This is one of the questions that didn’t get answered at the meeting. An example of how casually BW treat serious and well presented concerns. We present this question in full, as Mr Kemp is known to keep half a fearful eye on our doings, maybe he can give it the attention it deserves.
Dear Mr Stephens,
Please could you include the following question on the agenda of the Kennet and Avon Canal User Group meeting on 19 November 2009.
In view of the correspondence quoted below between a boater without a home mooring and Martin Skinner, BW Enforcement Officer:
“29th September 2009
Thank you for your phonecall last week. Sorry for not having got back to you, but I have been very busy with work and our baby daughter. I recall you recommended that we move a little further in order to satisfy British Waterways that we are complying with the Continuous Cruising Guidelines. You specified that if we moved in the area from Bath to Hilperton that then we would be complying. Please could you confirm this in writing by replying to this email or writing to me.
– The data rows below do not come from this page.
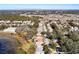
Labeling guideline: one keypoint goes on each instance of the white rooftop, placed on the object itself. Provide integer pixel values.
(10, 29)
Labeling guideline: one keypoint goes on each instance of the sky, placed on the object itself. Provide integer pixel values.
(38, 6)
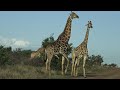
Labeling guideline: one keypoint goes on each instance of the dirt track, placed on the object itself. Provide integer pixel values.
(110, 74)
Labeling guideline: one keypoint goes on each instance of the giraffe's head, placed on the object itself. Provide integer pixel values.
(89, 25)
(73, 15)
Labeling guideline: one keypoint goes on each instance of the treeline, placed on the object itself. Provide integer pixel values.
(19, 56)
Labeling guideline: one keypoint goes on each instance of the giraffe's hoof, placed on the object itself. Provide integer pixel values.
(62, 73)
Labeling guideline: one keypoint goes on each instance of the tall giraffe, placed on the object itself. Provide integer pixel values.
(80, 52)
(37, 53)
(60, 46)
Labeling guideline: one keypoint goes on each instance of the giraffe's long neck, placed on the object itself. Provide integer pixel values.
(86, 36)
(67, 30)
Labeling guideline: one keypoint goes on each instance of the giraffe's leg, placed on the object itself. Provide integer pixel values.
(65, 56)
(73, 64)
(84, 61)
(63, 60)
(49, 67)
(46, 65)
(49, 63)
(77, 66)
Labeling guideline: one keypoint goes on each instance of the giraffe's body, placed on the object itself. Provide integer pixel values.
(60, 46)
(37, 53)
(80, 52)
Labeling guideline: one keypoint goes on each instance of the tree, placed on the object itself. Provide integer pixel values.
(95, 60)
(56, 64)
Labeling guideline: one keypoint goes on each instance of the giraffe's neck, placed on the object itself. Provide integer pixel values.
(68, 25)
(86, 36)
(67, 31)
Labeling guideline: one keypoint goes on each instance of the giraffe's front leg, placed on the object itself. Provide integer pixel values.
(46, 65)
(63, 60)
(65, 56)
(84, 61)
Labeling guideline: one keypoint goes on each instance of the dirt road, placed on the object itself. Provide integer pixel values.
(110, 74)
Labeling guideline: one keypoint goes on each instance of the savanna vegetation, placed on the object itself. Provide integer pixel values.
(16, 64)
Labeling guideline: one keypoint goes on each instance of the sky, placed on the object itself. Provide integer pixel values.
(27, 30)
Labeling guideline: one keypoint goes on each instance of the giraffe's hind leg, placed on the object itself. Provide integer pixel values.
(84, 61)
(63, 60)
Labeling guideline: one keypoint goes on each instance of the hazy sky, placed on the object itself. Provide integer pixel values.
(27, 29)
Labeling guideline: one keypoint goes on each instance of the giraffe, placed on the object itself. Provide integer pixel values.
(37, 53)
(60, 46)
(80, 52)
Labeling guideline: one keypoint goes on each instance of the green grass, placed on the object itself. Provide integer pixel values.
(32, 72)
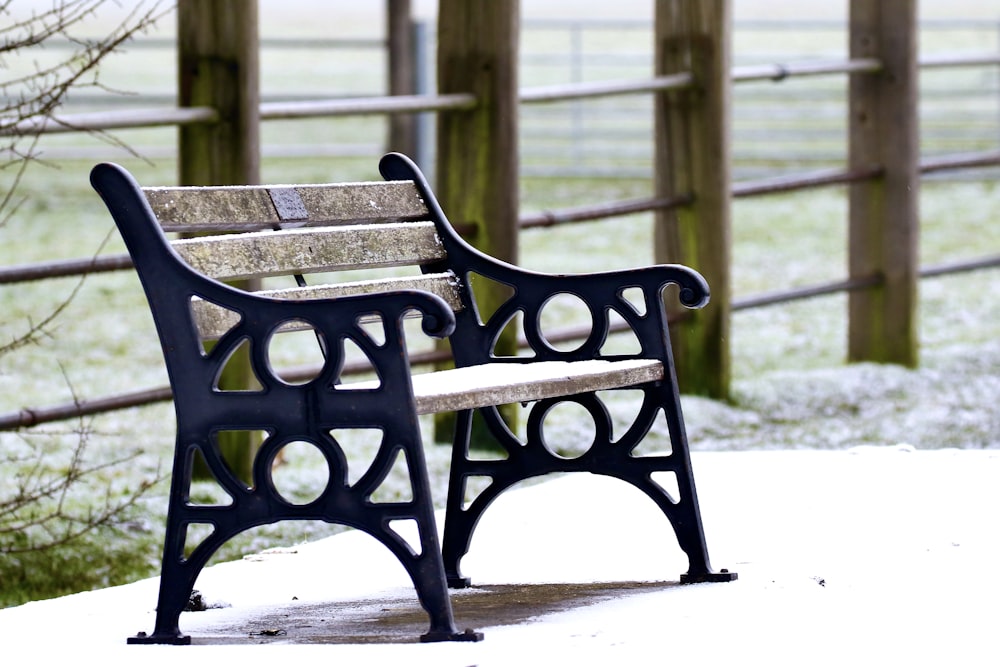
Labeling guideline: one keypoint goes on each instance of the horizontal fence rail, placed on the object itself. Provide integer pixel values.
(278, 110)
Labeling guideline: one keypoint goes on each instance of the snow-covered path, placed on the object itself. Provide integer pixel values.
(860, 557)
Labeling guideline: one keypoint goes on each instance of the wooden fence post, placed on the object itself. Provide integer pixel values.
(402, 75)
(884, 221)
(477, 149)
(217, 51)
(692, 157)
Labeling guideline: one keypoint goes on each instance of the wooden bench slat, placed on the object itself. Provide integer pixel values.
(213, 320)
(298, 251)
(252, 208)
(503, 383)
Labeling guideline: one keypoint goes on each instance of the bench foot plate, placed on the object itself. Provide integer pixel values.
(468, 635)
(706, 577)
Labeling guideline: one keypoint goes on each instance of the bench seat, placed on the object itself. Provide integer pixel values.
(367, 259)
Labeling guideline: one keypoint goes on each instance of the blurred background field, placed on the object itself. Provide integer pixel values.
(791, 386)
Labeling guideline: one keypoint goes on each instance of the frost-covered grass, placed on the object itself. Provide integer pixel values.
(791, 388)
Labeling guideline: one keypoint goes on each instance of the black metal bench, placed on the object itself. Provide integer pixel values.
(266, 231)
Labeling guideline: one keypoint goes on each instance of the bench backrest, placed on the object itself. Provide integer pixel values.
(249, 232)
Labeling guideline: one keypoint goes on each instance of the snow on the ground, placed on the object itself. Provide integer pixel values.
(869, 556)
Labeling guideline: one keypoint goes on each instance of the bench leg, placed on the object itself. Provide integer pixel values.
(350, 505)
(605, 457)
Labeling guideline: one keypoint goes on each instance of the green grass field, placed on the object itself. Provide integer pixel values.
(791, 386)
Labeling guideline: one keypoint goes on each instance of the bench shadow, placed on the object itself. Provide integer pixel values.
(402, 620)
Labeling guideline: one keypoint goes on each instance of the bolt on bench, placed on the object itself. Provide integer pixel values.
(265, 231)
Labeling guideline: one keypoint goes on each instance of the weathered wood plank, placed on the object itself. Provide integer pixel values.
(255, 208)
(299, 251)
(503, 384)
(213, 320)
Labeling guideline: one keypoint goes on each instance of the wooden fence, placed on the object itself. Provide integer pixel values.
(477, 120)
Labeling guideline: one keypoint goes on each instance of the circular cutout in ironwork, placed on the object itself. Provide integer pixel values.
(300, 473)
(568, 430)
(296, 352)
(561, 313)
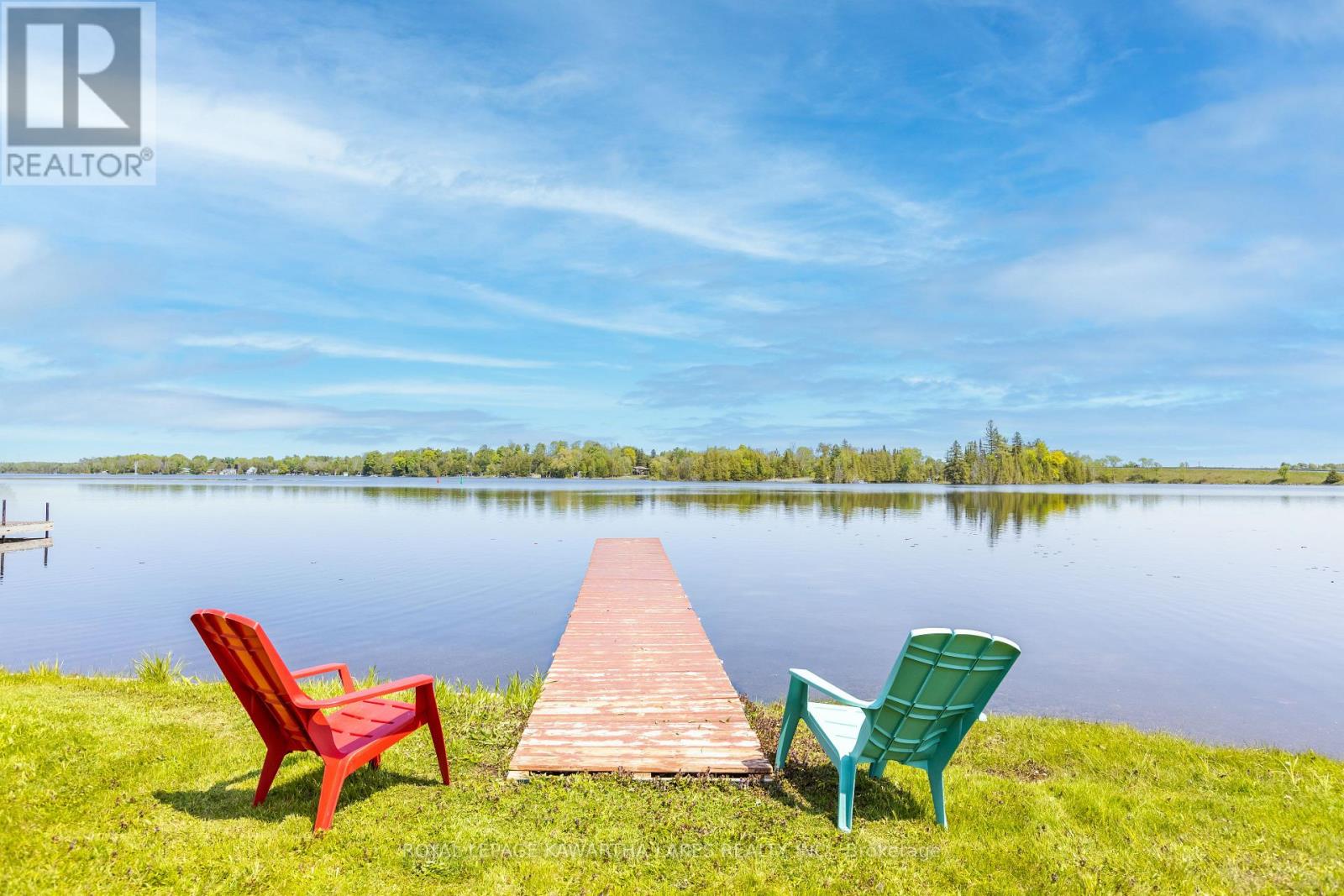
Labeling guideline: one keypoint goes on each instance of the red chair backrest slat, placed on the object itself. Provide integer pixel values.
(259, 678)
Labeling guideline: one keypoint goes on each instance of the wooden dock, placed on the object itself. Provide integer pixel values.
(17, 527)
(636, 685)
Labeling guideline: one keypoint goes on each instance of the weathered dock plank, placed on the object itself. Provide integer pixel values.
(635, 684)
(15, 528)
(24, 544)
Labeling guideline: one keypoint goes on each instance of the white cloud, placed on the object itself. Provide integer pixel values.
(1153, 275)
(19, 248)
(1294, 20)
(526, 396)
(645, 322)
(339, 348)
(22, 363)
(259, 132)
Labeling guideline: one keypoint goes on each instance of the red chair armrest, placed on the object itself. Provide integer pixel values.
(376, 691)
(346, 681)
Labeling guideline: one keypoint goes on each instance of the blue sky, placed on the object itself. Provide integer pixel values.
(1119, 228)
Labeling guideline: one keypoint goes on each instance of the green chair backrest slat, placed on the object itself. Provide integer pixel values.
(936, 691)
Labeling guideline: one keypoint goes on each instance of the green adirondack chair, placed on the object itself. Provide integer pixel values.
(937, 689)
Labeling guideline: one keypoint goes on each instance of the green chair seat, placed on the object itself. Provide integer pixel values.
(837, 726)
(936, 692)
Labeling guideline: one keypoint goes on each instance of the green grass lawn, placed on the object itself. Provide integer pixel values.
(1214, 476)
(116, 785)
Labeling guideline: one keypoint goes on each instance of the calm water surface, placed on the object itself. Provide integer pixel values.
(1216, 611)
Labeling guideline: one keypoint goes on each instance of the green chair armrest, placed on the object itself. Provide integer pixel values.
(815, 681)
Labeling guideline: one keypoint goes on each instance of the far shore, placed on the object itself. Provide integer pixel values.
(1112, 476)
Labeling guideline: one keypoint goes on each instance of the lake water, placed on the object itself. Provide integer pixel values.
(1215, 611)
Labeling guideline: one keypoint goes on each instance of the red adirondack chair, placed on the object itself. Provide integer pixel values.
(292, 721)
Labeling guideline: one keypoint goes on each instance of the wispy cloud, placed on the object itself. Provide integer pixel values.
(338, 348)
(1299, 20)
(24, 363)
(19, 248)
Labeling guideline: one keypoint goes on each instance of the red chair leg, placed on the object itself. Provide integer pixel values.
(333, 777)
(428, 707)
(268, 774)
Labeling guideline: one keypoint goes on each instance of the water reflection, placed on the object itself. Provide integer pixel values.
(990, 511)
(1131, 602)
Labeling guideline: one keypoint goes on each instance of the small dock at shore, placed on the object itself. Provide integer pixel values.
(635, 685)
(10, 528)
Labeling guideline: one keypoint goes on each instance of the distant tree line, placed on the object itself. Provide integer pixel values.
(990, 458)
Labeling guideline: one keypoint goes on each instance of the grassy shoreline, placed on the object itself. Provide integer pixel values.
(113, 785)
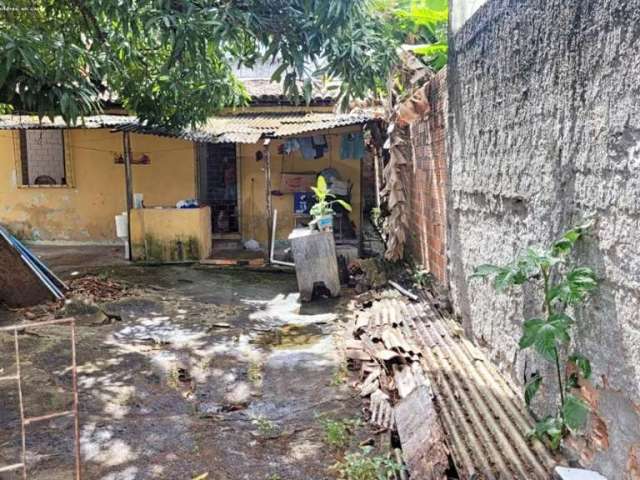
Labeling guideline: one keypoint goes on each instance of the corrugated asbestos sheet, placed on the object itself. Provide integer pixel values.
(15, 122)
(251, 127)
(241, 128)
(483, 418)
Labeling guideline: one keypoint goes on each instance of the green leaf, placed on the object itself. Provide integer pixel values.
(568, 240)
(578, 283)
(549, 430)
(344, 204)
(532, 387)
(483, 271)
(583, 364)
(530, 332)
(545, 335)
(574, 412)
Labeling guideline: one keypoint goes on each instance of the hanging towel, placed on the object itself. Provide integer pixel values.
(352, 146)
(307, 148)
(320, 145)
(291, 145)
(358, 146)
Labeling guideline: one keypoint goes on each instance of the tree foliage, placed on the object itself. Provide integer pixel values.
(170, 61)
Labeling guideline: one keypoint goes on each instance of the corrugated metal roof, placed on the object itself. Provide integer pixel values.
(240, 128)
(15, 122)
(250, 127)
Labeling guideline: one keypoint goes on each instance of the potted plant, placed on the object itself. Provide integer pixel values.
(322, 212)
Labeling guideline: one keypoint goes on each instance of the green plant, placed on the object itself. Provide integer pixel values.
(421, 277)
(266, 428)
(563, 286)
(338, 433)
(340, 375)
(324, 206)
(363, 466)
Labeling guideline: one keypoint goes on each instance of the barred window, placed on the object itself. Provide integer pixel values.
(42, 157)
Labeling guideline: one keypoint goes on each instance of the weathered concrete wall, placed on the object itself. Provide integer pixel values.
(545, 130)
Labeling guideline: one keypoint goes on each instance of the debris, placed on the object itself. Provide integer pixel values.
(97, 289)
(565, 473)
(416, 352)
(403, 291)
(219, 325)
(423, 446)
(381, 410)
(252, 245)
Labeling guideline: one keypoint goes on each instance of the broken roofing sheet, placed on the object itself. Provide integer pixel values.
(411, 356)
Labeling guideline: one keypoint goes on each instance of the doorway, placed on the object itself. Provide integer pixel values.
(218, 179)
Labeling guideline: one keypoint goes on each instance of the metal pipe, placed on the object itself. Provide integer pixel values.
(128, 176)
(21, 407)
(74, 379)
(50, 416)
(273, 243)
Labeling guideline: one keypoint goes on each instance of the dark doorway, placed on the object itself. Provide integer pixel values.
(218, 171)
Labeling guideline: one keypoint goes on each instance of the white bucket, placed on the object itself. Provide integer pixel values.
(122, 225)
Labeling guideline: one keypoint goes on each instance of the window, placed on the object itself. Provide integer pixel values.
(42, 157)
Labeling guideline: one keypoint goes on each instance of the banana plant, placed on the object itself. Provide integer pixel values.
(563, 286)
(324, 206)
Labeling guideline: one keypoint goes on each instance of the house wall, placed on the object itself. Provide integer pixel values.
(426, 240)
(544, 131)
(252, 184)
(85, 210)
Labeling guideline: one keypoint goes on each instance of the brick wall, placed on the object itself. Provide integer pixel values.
(427, 184)
(45, 153)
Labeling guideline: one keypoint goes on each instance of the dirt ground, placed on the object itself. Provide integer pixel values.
(195, 371)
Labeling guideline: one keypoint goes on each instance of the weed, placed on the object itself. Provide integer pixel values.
(254, 373)
(364, 466)
(338, 433)
(266, 428)
(340, 375)
(172, 378)
(563, 286)
(421, 277)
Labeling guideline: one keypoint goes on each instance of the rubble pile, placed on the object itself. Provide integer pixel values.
(392, 381)
(96, 289)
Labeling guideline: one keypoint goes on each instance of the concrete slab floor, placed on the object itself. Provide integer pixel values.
(208, 371)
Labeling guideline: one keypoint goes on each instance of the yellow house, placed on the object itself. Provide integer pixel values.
(61, 183)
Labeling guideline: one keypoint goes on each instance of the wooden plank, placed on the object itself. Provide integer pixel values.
(421, 435)
(128, 178)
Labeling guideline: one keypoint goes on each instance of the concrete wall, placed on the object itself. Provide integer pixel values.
(545, 130)
(85, 209)
(170, 234)
(45, 154)
(252, 191)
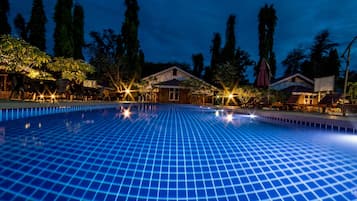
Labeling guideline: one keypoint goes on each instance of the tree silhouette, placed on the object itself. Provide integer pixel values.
(131, 46)
(63, 37)
(5, 27)
(20, 26)
(78, 31)
(267, 21)
(36, 26)
(197, 60)
(293, 62)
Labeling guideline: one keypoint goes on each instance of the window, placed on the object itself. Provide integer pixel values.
(173, 94)
(174, 72)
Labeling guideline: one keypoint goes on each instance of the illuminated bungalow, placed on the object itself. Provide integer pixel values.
(174, 85)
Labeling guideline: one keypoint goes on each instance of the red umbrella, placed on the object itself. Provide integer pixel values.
(264, 74)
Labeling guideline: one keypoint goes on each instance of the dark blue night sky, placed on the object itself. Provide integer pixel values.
(174, 30)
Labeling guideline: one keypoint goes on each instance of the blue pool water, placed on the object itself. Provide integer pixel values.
(171, 152)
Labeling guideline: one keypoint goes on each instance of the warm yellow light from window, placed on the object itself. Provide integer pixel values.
(27, 125)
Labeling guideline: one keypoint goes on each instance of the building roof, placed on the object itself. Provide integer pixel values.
(170, 83)
(330, 99)
(176, 83)
(298, 89)
(293, 99)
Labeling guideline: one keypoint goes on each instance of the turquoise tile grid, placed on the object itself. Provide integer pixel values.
(171, 152)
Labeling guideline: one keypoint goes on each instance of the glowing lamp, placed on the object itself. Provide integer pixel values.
(126, 113)
(229, 117)
(217, 113)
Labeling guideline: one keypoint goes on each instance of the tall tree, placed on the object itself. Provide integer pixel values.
(105, 56)
(230, 44)
(215, 50)
(332, 64)
(131, 46)
(78, 31)
(5, 27)
(36, 26)
(197, 60)
(293, 61)
(267, 21)
(20, 26)
(319, 53)
(242, 60)
(63, 37)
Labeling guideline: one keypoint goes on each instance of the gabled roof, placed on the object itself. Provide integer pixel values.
(283, 79)
(330, 99)
(297, 89)
(170, 83)
(182, 71)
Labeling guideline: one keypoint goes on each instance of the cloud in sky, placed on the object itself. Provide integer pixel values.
(174, 30)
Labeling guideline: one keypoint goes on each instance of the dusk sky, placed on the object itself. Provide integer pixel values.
(173, 30)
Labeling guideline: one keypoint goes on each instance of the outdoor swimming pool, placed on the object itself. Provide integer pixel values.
(171, 152)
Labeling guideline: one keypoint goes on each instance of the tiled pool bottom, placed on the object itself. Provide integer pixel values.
(164, 152)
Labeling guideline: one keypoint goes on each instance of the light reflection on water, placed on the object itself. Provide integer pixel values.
(35, 129)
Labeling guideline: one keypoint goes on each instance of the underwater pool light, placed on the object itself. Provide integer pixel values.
(229, 117)
(126, 113)
(252, 116)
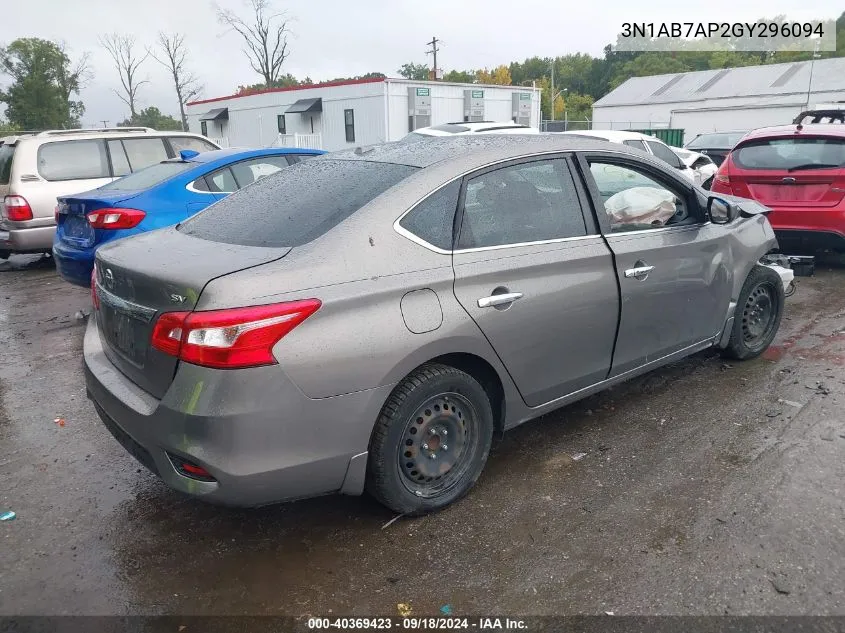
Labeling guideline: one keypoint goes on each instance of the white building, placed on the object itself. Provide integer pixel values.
(344, 114)
(722, 100)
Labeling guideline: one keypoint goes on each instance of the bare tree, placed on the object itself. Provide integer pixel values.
(172, 56)
(127, 61)
(265, 35)
(72, 77)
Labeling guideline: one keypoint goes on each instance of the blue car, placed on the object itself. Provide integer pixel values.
(155, 197)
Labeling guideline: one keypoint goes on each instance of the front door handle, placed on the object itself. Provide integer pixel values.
(498, 300)
(640, 272)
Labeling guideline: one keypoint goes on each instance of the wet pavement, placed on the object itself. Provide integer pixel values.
(706, 488)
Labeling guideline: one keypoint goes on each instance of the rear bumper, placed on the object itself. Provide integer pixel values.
(795, 242)
(809, 230)
(32, 240)
(74, 265)
(261, 439)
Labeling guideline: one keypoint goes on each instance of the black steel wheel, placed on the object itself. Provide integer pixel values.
(758, 314)
(431, 440)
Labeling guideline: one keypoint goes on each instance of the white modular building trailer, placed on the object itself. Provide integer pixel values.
(722, 100)
(352, 113)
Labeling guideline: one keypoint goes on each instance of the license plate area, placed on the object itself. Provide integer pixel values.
(77, 229)
(125, 334)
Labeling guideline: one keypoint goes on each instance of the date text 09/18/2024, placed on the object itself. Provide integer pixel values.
(418, 623)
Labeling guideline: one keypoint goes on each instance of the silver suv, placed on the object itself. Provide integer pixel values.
(37, 168)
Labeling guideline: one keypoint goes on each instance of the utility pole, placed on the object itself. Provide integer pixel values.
(433, 51)
(816, 55)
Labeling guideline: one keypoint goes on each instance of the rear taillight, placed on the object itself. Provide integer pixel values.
(94, 298)
(115, 218)
(17, 208)
(229, 339)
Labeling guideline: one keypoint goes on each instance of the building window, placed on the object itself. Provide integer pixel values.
(349, 122)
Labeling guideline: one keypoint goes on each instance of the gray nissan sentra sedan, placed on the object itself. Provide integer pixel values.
(368, 319)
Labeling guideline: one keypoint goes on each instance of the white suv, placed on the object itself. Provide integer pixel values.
(37, 168)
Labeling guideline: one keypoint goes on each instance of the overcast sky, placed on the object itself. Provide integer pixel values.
(333, 38)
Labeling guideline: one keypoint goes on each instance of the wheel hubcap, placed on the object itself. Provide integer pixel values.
(758, 314)
(437, 444)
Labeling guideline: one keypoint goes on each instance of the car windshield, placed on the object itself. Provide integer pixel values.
(295, 205)
(149, 177)
(791, 154)
(721, 140)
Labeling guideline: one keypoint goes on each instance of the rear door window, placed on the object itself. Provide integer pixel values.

Thanks for your time and I wish you all the best.
30th September 2009
Thanks for the E Mail.
I can send you a copy of the guide lines for continuous cruising if you wish but I suspect you have already had sight of these.
I do not believe it is for me to dictate to you, where you should cruise to comply with the terms of your licence. To state one place is a very short term and simplistic view and would not fulfil the requirements anyway. The ethos as you are aware is to continually cruise on a progressive journey over a significant part of the waterway.
As I have stated I do not believe your current movement pattern satisfies the terms and conditions of the licence. But you are far from one of the worst offenders. For your info the movements I have recorded for you are within a parameter of 15 Km. this should be measured against what is a significant part of the waterway (2200 miles). The reason for my hopefully received, ‘friendly message’ was just so that you are aware of our position and you don’t fall foul of our enforcement procedure. In considering moving further a field also be aware of the need to make a progressive journey i.e. in one direction.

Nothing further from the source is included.